Scientists have recently identified freshwater and marine fungi capable of digesting common plastics such as polyurethane (PU) and polyethylene (PE)—without needing pre-treatment like UV or heat. Some fungi even survive using plastic as their sole carbon source, marking them as natural decomposers in polluted environments.
Classic examples include terrestrial strains like Fusarium, Penicillium, and Trichoderma, as well as marine fungus Parengyodontium album, found in ocean “plastisphere” biofilms.
🧪 How It Works
- These fungi secrete specialized enzymes capable of breaking long polymer chains into smaller molecules, which fungi use as food.

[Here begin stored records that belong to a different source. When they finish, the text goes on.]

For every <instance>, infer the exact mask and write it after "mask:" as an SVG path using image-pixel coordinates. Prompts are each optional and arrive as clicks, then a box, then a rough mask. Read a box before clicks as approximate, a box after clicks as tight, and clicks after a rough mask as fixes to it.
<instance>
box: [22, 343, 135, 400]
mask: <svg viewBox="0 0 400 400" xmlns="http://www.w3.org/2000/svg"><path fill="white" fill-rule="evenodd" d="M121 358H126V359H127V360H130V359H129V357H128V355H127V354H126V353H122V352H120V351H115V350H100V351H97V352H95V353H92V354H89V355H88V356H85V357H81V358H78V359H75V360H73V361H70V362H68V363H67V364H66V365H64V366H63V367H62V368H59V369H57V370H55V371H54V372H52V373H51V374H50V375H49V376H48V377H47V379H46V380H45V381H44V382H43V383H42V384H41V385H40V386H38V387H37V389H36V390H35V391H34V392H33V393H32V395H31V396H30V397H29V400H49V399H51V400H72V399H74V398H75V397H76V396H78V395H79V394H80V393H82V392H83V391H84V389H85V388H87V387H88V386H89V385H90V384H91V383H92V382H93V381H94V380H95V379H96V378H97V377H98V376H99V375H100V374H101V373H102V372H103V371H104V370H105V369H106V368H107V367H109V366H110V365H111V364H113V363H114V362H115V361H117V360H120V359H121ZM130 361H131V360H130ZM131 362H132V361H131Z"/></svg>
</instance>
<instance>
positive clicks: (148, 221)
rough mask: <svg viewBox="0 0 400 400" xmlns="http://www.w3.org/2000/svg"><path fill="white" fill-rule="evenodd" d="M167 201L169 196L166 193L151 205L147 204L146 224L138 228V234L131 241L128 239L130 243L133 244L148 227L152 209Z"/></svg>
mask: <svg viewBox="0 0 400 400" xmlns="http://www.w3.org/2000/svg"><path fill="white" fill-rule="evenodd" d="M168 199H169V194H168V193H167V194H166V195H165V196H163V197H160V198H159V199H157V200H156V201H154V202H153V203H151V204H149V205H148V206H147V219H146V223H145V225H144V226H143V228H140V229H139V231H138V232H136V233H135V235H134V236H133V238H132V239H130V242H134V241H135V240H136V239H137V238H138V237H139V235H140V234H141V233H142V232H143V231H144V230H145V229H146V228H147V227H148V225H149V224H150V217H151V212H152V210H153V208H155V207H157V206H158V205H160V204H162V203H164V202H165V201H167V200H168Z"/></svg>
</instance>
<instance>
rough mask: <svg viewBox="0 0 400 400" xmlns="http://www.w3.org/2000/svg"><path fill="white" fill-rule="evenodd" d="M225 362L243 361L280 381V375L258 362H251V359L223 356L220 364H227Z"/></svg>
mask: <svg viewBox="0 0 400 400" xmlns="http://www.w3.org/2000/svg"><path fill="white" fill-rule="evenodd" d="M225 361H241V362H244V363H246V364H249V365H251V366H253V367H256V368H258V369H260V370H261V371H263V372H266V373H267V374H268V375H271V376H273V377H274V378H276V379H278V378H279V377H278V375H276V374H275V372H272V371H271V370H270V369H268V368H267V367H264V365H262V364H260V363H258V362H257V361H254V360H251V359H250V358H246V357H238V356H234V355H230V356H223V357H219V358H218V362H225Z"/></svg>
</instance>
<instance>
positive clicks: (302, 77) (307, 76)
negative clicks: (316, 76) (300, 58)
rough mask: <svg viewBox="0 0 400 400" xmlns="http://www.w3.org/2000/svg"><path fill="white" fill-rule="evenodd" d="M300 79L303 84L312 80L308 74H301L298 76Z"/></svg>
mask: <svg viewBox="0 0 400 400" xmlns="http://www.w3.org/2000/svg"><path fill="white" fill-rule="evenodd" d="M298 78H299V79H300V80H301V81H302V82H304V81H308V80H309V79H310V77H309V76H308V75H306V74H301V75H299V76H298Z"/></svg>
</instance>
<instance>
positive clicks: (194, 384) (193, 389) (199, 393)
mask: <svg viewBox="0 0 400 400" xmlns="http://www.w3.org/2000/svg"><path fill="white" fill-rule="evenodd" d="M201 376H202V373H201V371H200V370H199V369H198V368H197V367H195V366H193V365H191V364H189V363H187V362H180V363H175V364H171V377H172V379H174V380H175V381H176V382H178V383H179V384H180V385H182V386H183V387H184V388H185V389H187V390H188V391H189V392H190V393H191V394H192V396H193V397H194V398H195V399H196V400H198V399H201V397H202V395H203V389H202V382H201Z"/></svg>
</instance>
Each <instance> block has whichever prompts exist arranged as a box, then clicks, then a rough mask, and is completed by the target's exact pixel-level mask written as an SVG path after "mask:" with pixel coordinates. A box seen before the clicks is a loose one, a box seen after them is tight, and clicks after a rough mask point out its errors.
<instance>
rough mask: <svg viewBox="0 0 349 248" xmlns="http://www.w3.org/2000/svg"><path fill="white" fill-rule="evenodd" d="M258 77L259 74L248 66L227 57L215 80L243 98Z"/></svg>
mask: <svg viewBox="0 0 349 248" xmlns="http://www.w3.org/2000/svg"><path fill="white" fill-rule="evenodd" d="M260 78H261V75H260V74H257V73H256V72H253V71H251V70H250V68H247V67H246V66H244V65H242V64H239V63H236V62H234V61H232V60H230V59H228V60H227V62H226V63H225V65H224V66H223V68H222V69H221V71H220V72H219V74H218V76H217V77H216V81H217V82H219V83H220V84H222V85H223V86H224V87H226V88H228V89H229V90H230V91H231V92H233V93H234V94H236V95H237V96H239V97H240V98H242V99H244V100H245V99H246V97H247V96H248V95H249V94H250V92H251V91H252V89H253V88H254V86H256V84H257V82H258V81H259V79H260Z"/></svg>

- Crucially, many strains show this behavior without needing UV or chemical pre‑treatment, simplifying potential scale-up.
- Marine strains from Hawaii’s ocean currents adapted rapidly, with some increasing plastic consumption rates by 15% in just three months under experimental evolution.
📈 Industry in Motion: Product Innovation
In Austin, US-based startup Hiro Technologies has launched MycoDigestible Diapers, embedding plastic‑eating fungi in every product. When activated by moisture, the fungi decompose the plastic in disposable diapers—turning waste into soil-like biomass within nine months under lab conditions.
🔎 Proven Cases & Milestones
- The classic Yale study of Pestalotiopsis microspora demonstrated anaerobic degradation of polyurethane in rainforests back in 2011. Despite lab success, large-scale deployment remains elusive.
- Australian scientists used Aspergillus terreus and Engyodontium album to degrade polypropylene—the notoriously tough plastic—achieving 25–27% breakdown in 90 days, and full decomposition in ~140 days.
- German researchers at Lake Stechlin identified fungi strains that thrived on plastics like PU and rubber—even forming biomass solely from polymers.
⚖️ Pros and Limitations
| Benefit | Constraint |
|---|---|
| Natural biodegradation of stubborn plastics | Rate slow for PE and microplastics |
| No need for elaborate pre-treatment | Efficiency depends on strain, temp and nutrient levels |
| Scalable to controlled facilities | Marine and soil adaptation needed for broader deployment |
- Polyurethane degrades faster; polyethylene and tyre-wear microplastics are still challenging. Reuters
- Real-world speed is slower than lab conditions—industrial scaling remains a research hurdle.
🧭 What’s Next?
- Researchers are exploring enzyme training and strain engineering to boost plastic-degradation speeds.
- Pilot projects aim to deploy fungi in sewage treatment, landfill digesters, and commercial composting systems.
- Companies are innovating using fungi—for example, Hiro’s diapers—moving toward consumer adoption by mid-2026.
✅ Bottom Line
While plastic-eating fungi—in environments from lakes to oceans—aren’t a standalone cure for pollution, they offer a promising, eco-friendly complement to existing waste strategies. Emerging initiatives like fungal-infused diapers demonstrate innovation at the consumer level, while scientific advancements continue to uncover more powerful, adaptable strains capable of reshaping biodegradation pathways.